Trajectories timescales are analyzed and in-cloud residence times are found to be, in the mean, on the order of the large eddy turnover time. In addition, it is shown that the length of time trajectories spend near cloud top may be an important factor in the droplet growth equation for a certain favored subset of trajectories. An analysis of the adiabatic trajectory data also indicates that (i) values of diameter dispersion are a factor of 2 to 5 smaller than commonly observed; (ii) simulated values of the dispersion in number concentration are found to be explainable solely on the basis of trajectories having different updraft velocities; (iii) diameter dispersions are not found to be equal to a third of number dispersions, nor did they relate simply to the dispersion in the cloud-base updraft velocity.

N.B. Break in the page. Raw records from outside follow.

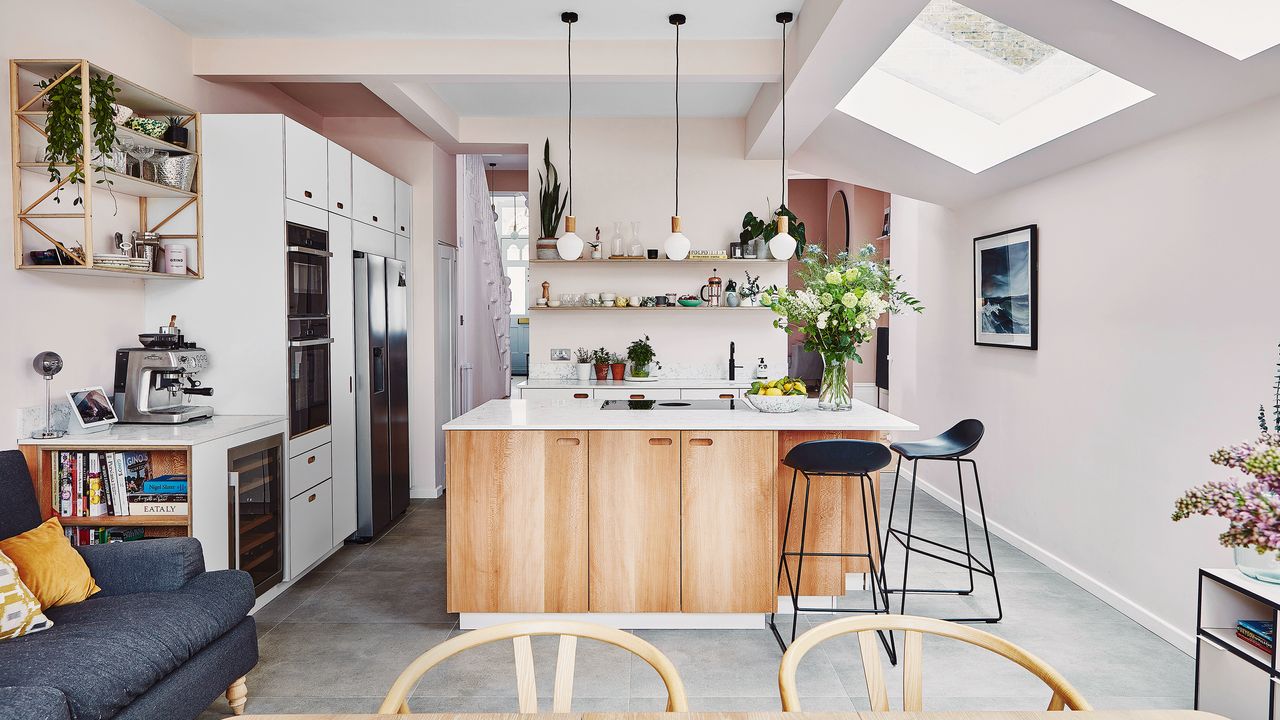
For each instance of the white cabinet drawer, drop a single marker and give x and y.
(403, 208)
(556, 393)
(711, 393)
(373, 195)
(638, 393)
(339, 180)
(310, 528)
(310, 469)
(306, 165)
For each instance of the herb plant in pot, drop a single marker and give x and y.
(584, 363)
(617, 367)
(551, 205)
(1251, 506)
(602, 358)
(640, 354)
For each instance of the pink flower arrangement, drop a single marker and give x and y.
(1252, 506)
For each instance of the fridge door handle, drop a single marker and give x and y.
(233, 491)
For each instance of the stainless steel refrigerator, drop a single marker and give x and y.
(382, 392)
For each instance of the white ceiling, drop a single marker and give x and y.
(471, 18)
(598, 99)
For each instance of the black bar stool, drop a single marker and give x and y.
(835, 459)
(951, 446)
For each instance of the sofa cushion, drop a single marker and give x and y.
(106, 651)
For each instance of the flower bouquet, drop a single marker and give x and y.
(836, 309)
(1251, 506)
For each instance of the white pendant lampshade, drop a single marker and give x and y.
(570, 246)
(677, 245)
(782, 246)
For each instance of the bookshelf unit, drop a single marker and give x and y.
(42, 461)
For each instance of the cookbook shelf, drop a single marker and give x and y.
(41, 222)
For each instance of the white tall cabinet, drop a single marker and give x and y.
(261, 172)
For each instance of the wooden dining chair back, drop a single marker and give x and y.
(526, 686)
(913, 650)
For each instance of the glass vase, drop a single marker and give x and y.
(835, 392)
(1261, 566)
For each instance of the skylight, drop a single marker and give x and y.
(977, 92)
(1240, 28)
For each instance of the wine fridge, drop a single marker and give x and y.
(255, 474)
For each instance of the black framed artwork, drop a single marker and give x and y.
(1005, 288)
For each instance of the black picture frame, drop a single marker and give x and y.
(1006, 326)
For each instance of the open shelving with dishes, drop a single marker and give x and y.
(80, 235)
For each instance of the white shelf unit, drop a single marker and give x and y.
(1234, 678)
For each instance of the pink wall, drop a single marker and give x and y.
(86, 319)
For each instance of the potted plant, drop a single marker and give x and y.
(602, 358)
(584, 363)
(1251, 506)
(755, 229)
(640, 354)
(551, 205)
(837, 309)
(65, 132)
(617, 367)
(176, 133)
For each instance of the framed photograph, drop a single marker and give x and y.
(92, 406)
(1005, 290)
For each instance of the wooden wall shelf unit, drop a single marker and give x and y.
(42, 463)
(81, 231)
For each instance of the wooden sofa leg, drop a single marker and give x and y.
(236, 696)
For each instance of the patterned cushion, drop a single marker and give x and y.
(19, 610)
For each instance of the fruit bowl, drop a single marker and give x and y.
(776, 402)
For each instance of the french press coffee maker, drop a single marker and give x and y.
(711, 292)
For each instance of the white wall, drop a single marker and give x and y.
(624, 171)
(1157, 341)
(86, 319)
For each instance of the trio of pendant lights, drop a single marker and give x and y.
(677, 245)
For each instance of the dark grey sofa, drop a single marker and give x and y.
(161, 639)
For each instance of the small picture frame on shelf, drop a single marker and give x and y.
(92, 408)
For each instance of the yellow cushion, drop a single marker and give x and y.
(49, 565)
(19, 610)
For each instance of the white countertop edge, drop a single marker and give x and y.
(184, 434)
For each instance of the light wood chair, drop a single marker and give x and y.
(913, 630)
(526, 687)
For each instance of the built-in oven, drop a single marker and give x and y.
(309, 270)
(309, 328)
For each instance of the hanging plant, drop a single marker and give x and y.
(65, 132)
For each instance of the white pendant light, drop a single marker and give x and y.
(784, 246)
(677, 245)
(570, 246)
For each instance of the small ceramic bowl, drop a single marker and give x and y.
(776, 402)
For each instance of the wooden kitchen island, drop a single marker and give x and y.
(644, 518)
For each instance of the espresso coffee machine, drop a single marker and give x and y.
(154, 383)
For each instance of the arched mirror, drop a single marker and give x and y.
(837, 223)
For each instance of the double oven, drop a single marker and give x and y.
(309, 328)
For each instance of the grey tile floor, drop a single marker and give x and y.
(337, 638)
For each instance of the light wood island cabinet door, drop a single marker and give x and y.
(728, 557)
(634, 522)
(517, 522)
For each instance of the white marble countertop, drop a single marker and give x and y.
(574, 383)
(186, 434)
(588, 415)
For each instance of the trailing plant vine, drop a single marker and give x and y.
(65, 132)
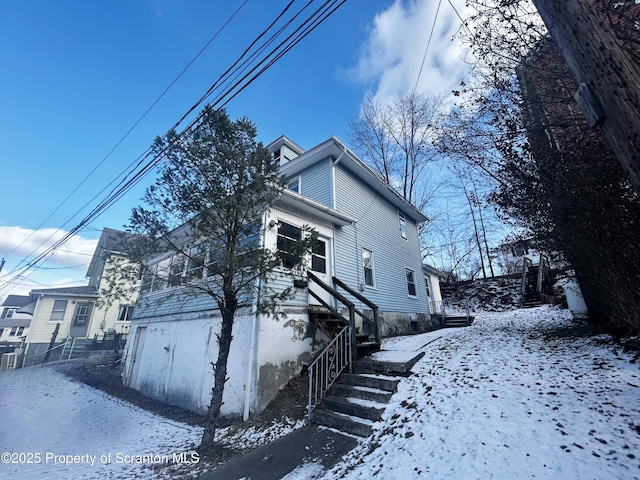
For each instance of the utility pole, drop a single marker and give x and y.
(597, 59)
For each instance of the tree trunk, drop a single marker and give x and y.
(477, 234)
(596, 57)
(220, 377)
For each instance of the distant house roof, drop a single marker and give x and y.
(16, 301)
(111, 241)
(431, 270)
(83, 291)
(14, 322)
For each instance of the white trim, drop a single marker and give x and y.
(406, 282)
(373, 268)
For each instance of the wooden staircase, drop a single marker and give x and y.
(535, 281)
(531, 296)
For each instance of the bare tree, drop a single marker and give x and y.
(397, 140)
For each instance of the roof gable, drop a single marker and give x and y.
(336, 149)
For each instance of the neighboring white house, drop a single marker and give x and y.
(432, 286)
(367, 250)
(73, 321)
(14, 325)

Problems with coupling one- and two-dimensional models to detailed representations of the droplet spectrum are discussed. In the case of the former, the lack of an explicit representation of turbulent eddies requires that the coupling between the microphysics and the dynamics be parameterized. In the case of the latter, boundary layer eddies are represented, thus allowing for a more reasonable coupling between turbulence and microphysics. However, the resolved eddies have a different structure than their three-dimensional counterparts, one consequence of which is that timescales of in-cloud circulations are found to be shorter and have less variability.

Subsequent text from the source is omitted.